Retention of Net Capital Gains.

We may elect to retain, rather than distribute as a capital gain dividend, all or a portion of our net capital gains. If we make this election, we would pay tax on our retained net capital gains. In addition, to the extent we so elect, our earnings and profits (determined for U.S. federal income tax purposes) would be adjusted accordingly, and a U.S. holder generally would:

| ● | include                                                                                                                          
 its pro rata share of our undistributed net capital gains in computing its long-term capital gains in its return for its taxable 
 year in which the last day of our taxable year falls, subject to certain limitations as to the amount that is includable;        |
| ● | be                                                                                                                               
 deemed to have paid its share of the capital gains tax imposed on us on the designated amounts included in the U.S. holder’s     
 income as long-term capital gain;                                                                                                |
| ● | receive                                                                                                                          
 a credit or refund for the amount of tax deemed paid by it;                                                                      |
| ● | increase                                                                                                                         
 the adjusted tax basis of its capital stock by the difference between the amount of includable gains and the tax deemed to       
 have been paid by it; and                                                                                                        |
| ● | in                                                                                                                               
 the case of a U.S. holder that is a corporation, appropriately adjust its earnings and profits for the retained capital gains in 
 accordance with Treasury Regulations to be promulgated by the IRS.                                                               |

Passive Activity Losses and Investment Interest Limitations.
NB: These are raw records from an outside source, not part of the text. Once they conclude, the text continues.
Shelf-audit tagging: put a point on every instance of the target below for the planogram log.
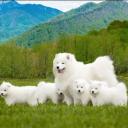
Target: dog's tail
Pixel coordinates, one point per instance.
(42, 83)
(122, 87)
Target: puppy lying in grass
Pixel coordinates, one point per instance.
(81, 93)
(15, 94)
(102, 94)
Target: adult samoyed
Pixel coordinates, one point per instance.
(102, 94)
(14, 94)
(81, 93)
(66, 69)
(47, 91)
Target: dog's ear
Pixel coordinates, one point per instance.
(9, 85)
(68, 57)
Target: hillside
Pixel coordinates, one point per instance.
(16, 18)
(77, 21)
(21, 62)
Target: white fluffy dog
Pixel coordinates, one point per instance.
(102, 94)
(81, 93)
(47, 91)
(66, 69)
(14, 94)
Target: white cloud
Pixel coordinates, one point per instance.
(61, 5)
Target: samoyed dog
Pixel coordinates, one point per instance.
(81, 93)
(66, 69)
(14, 94)
(47, 91)
(102, 94)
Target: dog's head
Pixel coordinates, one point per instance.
(4, 87)
(95, 87)
(61, 62)
(59, 92)
(80, 86)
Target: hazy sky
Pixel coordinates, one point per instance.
(61, 5)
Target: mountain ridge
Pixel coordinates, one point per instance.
(99, 17)
(25, 17)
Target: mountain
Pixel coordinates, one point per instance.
(86, 18)
(16, 18)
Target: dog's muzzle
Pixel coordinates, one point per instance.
(60, 70)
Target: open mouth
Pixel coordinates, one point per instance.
(61, 70)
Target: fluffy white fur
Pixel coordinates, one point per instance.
(102, 94)
(81, 93)
(14, 94)
(66, 69)
(47, 91)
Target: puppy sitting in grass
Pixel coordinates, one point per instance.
(47, 91)
(102, 94)
(81, 93)
(14, 94)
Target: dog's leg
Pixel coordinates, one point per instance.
(68, 100)
(76, 101)
(54, 99)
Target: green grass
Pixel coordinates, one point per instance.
(61, 116)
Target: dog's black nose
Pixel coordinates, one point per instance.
(92, 91)
(61, 93)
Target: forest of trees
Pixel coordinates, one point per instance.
(21, 62)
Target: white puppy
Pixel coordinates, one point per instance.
(14, 94)
(47, 91)
(81, 93)
(102, 94)
(66, 69)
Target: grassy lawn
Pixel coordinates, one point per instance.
(61, 116)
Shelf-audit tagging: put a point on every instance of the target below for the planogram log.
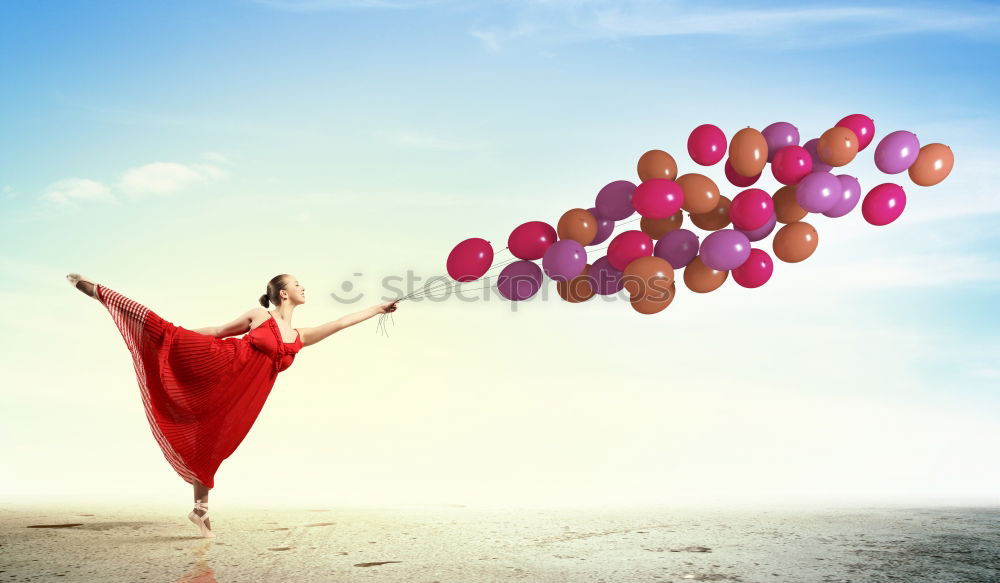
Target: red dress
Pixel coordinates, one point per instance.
(201, 394)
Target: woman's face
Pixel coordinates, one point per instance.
(296, 293)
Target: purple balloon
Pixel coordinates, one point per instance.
(564, 260)
(604, 227)
(778, 135)
(818, 165)
(897, 152)
(605, 278)
(678, 247)
(850, 195)
(761, 231)
(818, 192)
(614, 201)
(519, 280)
(725, 249)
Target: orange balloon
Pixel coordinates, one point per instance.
(786, 207)
(656, 164)
(657, 228)
(578, 289)
(795, 242)
(716, 219)
(702, 278)
(837, 146)
(648, 277)
(701, 194)
(652, 306)
(579, 225)
(748, 152)
(933, 164)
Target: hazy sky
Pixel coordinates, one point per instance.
(184, 153)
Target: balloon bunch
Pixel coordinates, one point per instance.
(643, 261)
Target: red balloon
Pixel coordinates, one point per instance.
(470, 259)
(707, 145)
(751, 209)
(531, 240)
(737, 179)
(756, 270)
(658, 198)
(627, 247)
(791, 164)
(883, 204)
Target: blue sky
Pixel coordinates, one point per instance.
(185, 152)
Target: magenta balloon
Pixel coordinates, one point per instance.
(564, 260)
(883, 204)
(605, 278)
(897, 152)
(751, 208)
(862, 126)
(707, 145)
(470, 259)
(530, 240)
(850, 195)
(614, 201)
(737, 179)
(791, 164)
(818, 165)
(818, 192)
(679, 247)
(628, 246)
(778, 135)
(658, 198)
(763, 231)
(604, 227)
(725, 249)
(756, 271)
(519, 280)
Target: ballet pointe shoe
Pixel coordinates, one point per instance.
(199, 521)
(76, 279)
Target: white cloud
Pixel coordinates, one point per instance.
(69, 191)
(166, 177)
(217, 157)
(424, 141)
(602, 19)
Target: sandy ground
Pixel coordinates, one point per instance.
(456, 543)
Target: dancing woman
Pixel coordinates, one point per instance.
(203, 389)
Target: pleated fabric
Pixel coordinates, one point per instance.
(201, 394)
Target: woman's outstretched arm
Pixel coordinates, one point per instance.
(317, 333)
(237, 326)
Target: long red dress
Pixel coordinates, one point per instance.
(201, 394)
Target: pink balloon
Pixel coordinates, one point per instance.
(627, 247)
(756, 270)
(737, 179)
(530, 240)
(883, 204)
(658, 198)
(751, 209)
(707, 145)
(791, 164)
(470, 259)
(862, 126)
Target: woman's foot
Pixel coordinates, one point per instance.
(199, 518)
(83, 284)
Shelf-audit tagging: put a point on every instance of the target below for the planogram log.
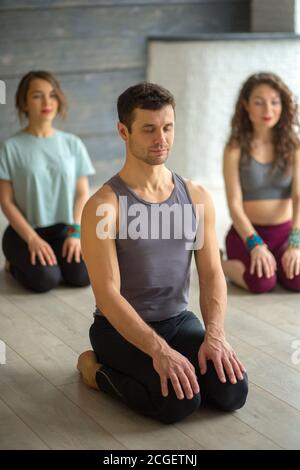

Distributions we make and gain arising from the sale or exchange by a U.S. holder of our capital stock will not be treated as passive activity income. As a result, U.S. holders generally will not be able to apply any “passive losses” against this income or gain. A U.S. holder generally may elect to treat capital gain dividends, capital gains from the disposition of our capital stock and income designated as qualified dividend income, as described in “— Tax Rates” below, as investment income for purposes of computing the investment interest limitation, but in such case, the holder will be taxed at ordinary income rates on such amount. Other distributions made by us, to the extent they do not constitute a return of capital, generally will be treated as investment income for purposes of computing the investment interest limitation.